Moltimes

   Molti mesi più tardi, dunque, anche Francesca ed io ci imbattemmo in Martino, né ci sembrò diverso da com'era già apparso ai nostri amici. Il tempo, se non lo studio o gli errori, è solito smussare ed addolcire ogni fervore, ogni oscura ossessione di cui l'animo soffra e si disperi. Ma l'insania del vecchio, l'angoscia tormentosa e visionaria, la furia cespugliosa che l'inseguiva fin dai tempi del delitto, non si erano calmate in quel frattempo. Segno, pensammo, che la sua mente ricordava, e che avrebbe potuto aiutarci a ricostruire almeno qualche immagine di ciò che andavamo cercando. Così ci assoggettammo ad ascoltare il suo racconto, restando stupefatti dalla facoltà di quell'uomo d'imprimere alla recita della propria vita un tono appassionato di realismo e nel contempo, fra gli spasmi e i terrori, il graffio muto dell'allegoria. Sembrava un Pulcinella esaltato, scavato dagli anni e tuttavia sanguigno, vigoroso nel gesto e inesorabile nella cieca visione profetica.

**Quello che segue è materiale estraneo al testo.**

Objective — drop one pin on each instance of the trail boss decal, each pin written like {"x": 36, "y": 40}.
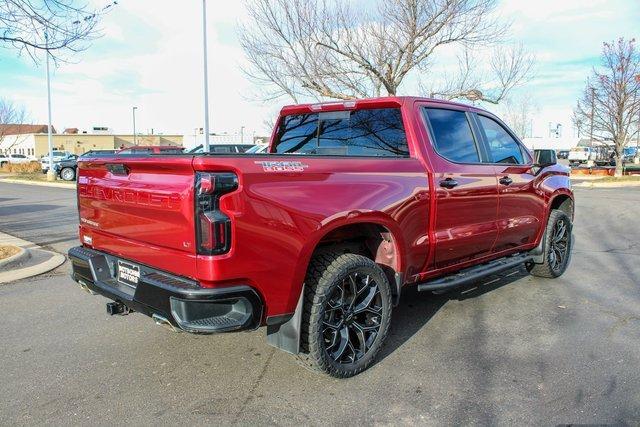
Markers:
{"x": 283, "y": 166}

   Evitammo di contraddirlo, lasciandolo parlare e predicare citare e minacciare, sdegnarsi e pentirsi. Quand'ebbe finito presi io l'iniziativa.
   "So che lei ha conosciuto due nostri amici che l'anno scorso erano venuti da queste parti" dissi "a fare un giro in bicicletta. Se ne ricorda?"
   "Sì, me ne ricordo" rispose sorridendo "non li ho mai conosciuti!"
   "Ma eppure sono sicuro" insistetti "ha raccontato anche a loro la sua storia, sono anche stati a casa sua!"
   "Ricordo benissimo, sì, sì" e continuava a ridere come se fosse rincretinito "non li ho mai incontrati".
   "Ma guardi" provò Francesca "che noi siamo davvero loro amici!"